Taiwan has also been one of the most important destinations for Indonesian domestic workers. There are at least 300,000 Indonesian citizens in Taiwan, including migrant workers and illegal workers. At least 237,000 are scattered in various municipalities. Many more are in shipping crews outside normal working schemes and are not recorded. The government is unable to identify their whereabouts at this time.
Comparing the relationship that Indonesia has with China and Taiwan, it is clear why Indonesia is siding with China. China has much greater influence than Taiwan in the economic sectors.
Yet, Indonesia must remain alert
Despite those understandable reasons for Indonesia’s stance on China, the country must remain cautious of any spillover effects to the economy resulting from Taiwan-China conflict.
Taiwan currently dominates the world semiconductor manufacturing market. The Taiwan Semiconductor Manufacturing Corporation contributes about 56 percent of global inventories. Until now, TSMC remains the largest semiconductor supplier to Indonesia.

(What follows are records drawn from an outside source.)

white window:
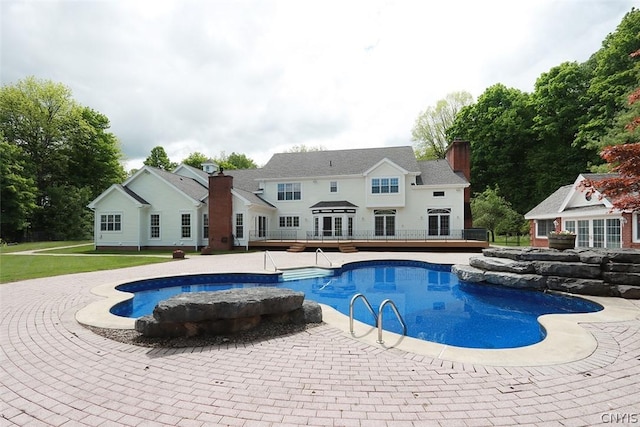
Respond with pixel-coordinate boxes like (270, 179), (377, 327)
(278, 182), (302, 200)
(180, 214), (191, 239)
(149, 214), (160, 239)
(536, 219), (555, 237)
(371, 178), (399, 194)
(427, 208), (451, 236)
(100, 213), (122, 231)
(279, 216), (300, 228)
(236, 214), (244, 239)
(373, 209), (396, 236)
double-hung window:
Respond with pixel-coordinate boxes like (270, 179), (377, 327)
(278, 182), (302, 200)
(536, 219), (555, 237)
(100, 213), (122, 231)
(279, 216), (300, 228)
(149, 214), (160, 239)
(371, 178), (399, 194)
(180, 213), (191, 239)
(202, 213), (209, 239)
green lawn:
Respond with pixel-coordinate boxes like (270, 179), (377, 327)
(0, 241), (172, 283)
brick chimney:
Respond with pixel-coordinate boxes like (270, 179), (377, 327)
(208, 171), (233, 251)
(445, 139), (473, 228)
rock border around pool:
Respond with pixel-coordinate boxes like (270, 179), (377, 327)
(451, 248), (640, 299)
(135, 287), (322, 338)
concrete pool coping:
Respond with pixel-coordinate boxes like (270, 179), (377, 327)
(75, 258), (640, 366)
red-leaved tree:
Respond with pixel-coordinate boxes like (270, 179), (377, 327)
(578, 49), (640, 211)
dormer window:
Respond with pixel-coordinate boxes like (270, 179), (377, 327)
(371, 178), (399, 194)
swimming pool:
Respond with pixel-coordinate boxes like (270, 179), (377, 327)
(111, 261), (602, 349)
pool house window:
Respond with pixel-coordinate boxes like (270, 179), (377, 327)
(100, 213), (122, 231)
(371, 178), (399, 194)
(279, 216), (300, 228)
(149, 214), (160, 239)
(180, 213), (191, 239)
(236, 214), (244, 239)
(278, 182), (302, 200)
(427, 208), (451, 236)
(373, 209), (396, 236)
(536, 219), (555, 237)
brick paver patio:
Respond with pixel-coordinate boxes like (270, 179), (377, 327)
(0, 253), (640, 426)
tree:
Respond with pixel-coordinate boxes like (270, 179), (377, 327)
(142, 145), (178, 171)
(576, 8), (640, 150)
(527, 62), (600, 201)
(0, 77), (125, 239)
(182, 151), (209, 169)
(471, 186), (525, 242)
(0, 140), (38, 241)
(411, 92), (473, 160)
(580, 49), (640, 212)
(447, 84), (546, 212)
(215, 152), (258, 170)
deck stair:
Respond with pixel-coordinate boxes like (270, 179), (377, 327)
(338, 243), (358, 253)
(287, 243), (307, 252)
(282, 267), (333, 282)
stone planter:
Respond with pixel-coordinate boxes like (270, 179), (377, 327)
(549, 234), (576, 251)
(173, 249), (184, 259)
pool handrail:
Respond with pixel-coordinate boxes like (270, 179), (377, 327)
(316, 248), (333, 267)
(376, 299), (407, 344)
(349, 294), (378, 334)
(264, 251), (278, 271)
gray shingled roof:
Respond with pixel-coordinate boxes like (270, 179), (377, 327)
(525, 184), (573, 219)
(416, 159), (468, 185)
(153, 168), (209, 200)
(311, 200), (358, 208)
(261, 146), (420, 178)
(119, 185), (149, 205)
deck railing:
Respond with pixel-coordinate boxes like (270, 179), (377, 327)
(249, 228), (487, 242)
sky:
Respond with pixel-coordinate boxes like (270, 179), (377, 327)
(0, 0), (636, 170)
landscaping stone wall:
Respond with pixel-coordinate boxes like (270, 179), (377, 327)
(451, 248), (640, 299)
(135, 287), (322, 338)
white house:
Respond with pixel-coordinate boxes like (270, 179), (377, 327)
(525, 173), (640, 248)
(89, 141), (480, 249)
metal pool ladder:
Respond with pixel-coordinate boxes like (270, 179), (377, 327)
(349, 294), (407, 344)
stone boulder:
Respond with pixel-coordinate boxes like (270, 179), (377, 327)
(451, 264), (484, 283)
(484, 271), (547, 290)
(135, 287), (322, 337)
(469, 256), (535, 274)
(534, 261), (601, 279)
(547, 276), (614, 297)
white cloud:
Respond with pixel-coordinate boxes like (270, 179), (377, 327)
(0, 0), (634, 167)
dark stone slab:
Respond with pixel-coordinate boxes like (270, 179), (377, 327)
(613, 285), (640, 299)
(451, 264), (484, 283)
(602, 272), (640, 286)
(153, 287), (304, 322)
(534, 261), (602, 279)
(602, 262), (640, 273)
(547, 276), (614, 297)
(484, 271), (547, 290)
(469, 256), (535, 274)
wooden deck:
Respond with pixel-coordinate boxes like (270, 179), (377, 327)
(249, 239), (489, 252)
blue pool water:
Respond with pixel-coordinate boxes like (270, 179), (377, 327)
(111, 261), (602, 349)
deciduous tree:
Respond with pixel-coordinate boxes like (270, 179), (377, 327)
(142, 145), (178, 171)
(411, 92), (473, 160)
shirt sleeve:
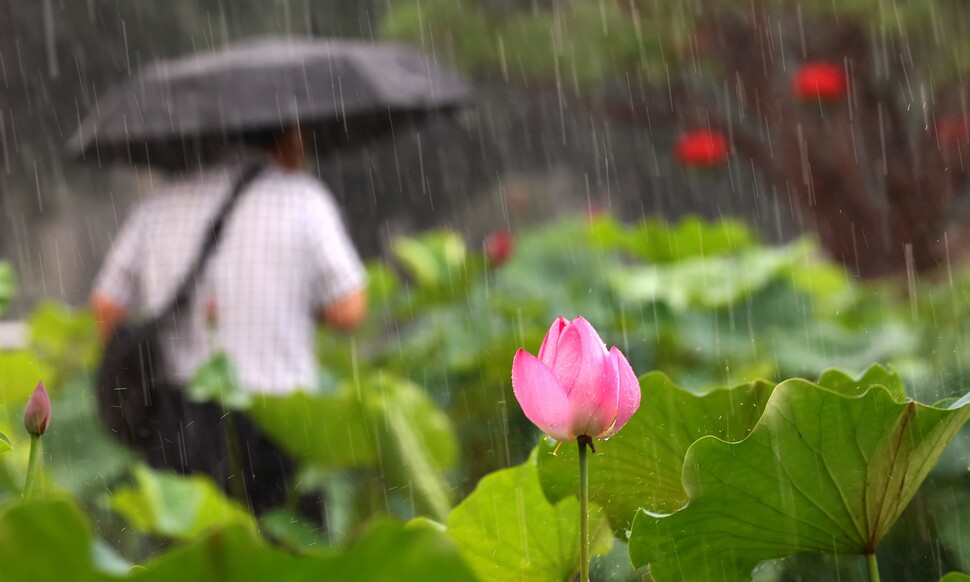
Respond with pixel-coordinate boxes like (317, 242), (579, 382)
(304, 185), (367, 310)
(94, 205), (146, 309)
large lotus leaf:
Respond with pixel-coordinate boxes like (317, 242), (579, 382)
(538, 372), (772, 531)
(0, 498), (107, 582)
(130, 523), (474, 582)
(818, 364), (906, 401)
(111, 466), (256, 539)
(447, 453), (612, 580)
(630, 380), (970, 582)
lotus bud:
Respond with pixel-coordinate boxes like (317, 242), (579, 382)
(512, 317), (640, 443)
(24, 380), (51, 436)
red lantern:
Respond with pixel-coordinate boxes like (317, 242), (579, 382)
(674, 129), (728, 168)
(792, 61), (846, 101)
(485, 230), (515, 267)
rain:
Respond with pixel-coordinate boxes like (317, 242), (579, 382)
(0, 0), (970, 582)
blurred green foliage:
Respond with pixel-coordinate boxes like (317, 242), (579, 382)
(0, 215), (970, 581)
(379, 0), (970, 85)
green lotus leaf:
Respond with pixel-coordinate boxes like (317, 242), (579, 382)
(630, 380), (970, 582)
(247, 375), (458, 520)
(111, 465), (256, 539)
(447, 453), (613, 581)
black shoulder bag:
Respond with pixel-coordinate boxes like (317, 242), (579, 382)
(96, 164), (263, 460)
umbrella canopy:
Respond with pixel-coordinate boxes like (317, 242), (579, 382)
(67, 37), (472, 167)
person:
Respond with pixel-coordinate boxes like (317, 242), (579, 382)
(90, 127), (367, 514)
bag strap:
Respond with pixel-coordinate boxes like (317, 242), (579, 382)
(162, 162), (265, 317)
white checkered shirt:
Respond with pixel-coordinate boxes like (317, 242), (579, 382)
(95, 165), (365, 393)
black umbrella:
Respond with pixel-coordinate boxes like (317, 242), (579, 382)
(67, 37), (472, 168)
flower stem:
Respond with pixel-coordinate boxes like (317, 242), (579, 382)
(577, 435), (593, 582)
(222, 411), (249, 506)
(24, 435), (40, 499)
(866, 551), (879, 582)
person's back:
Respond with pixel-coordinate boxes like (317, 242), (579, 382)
(96, 164), (364, 393)
(91, 135), (366, 518)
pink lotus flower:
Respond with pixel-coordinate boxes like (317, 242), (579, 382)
(24, 381), (51, 436)
(512, 317), (640, 442)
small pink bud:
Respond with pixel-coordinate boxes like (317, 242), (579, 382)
(24, 380), (51, 436)
(485, 230), (515, 267)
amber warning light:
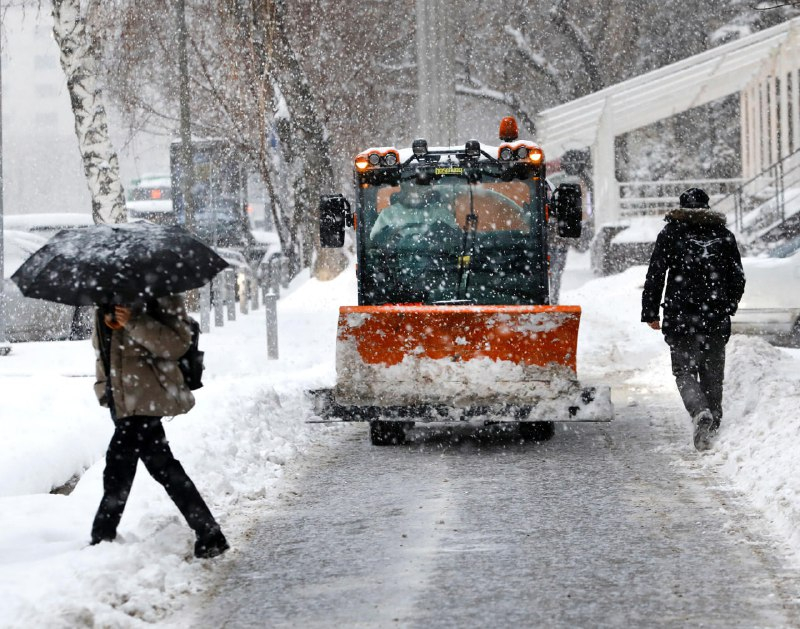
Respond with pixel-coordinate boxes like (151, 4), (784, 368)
(500, 116), (519, 142)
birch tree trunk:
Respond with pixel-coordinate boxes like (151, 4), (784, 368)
(272, 0), (347, 280)
(53, 0), (127, 223)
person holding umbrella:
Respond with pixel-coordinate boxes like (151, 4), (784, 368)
(91, 296), (229, 558)
(12, 223), (229, 558)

If tensions turns into a trade war, the supply of semiconductor chips to Indonesia may be affected. That may cause the cost of components for the electronics and automotive industries to rise significantly.
Companies such as Honda and Yamaha in Indonesia have reportedly delayed production due to the crisis.
In terms of politics, Indonesia should be careful in expressing its diplomatic stance and prevent itself from being used as a proxy in the broader conflict between the U.S. and China.
Taiwan with its New Southbound Policy aims to make Taiwan less dependent on mainland China. This policy cannot be separated from U.S. influence.
China-Taiwan tensions has heated up following a visit of the United States House of Representatives Speaker, Nancy Pelosi, to Taiwan earlier in August.
If China moves forward to take aggressive actions to restrain the U.S. growing involvement in the Asia region, this may trigger greater friction in the region and disrupt the political stability in Southeast Asia.
This could also become one of the hardest challenges for Indonesia as ASEAN Chair in 2023.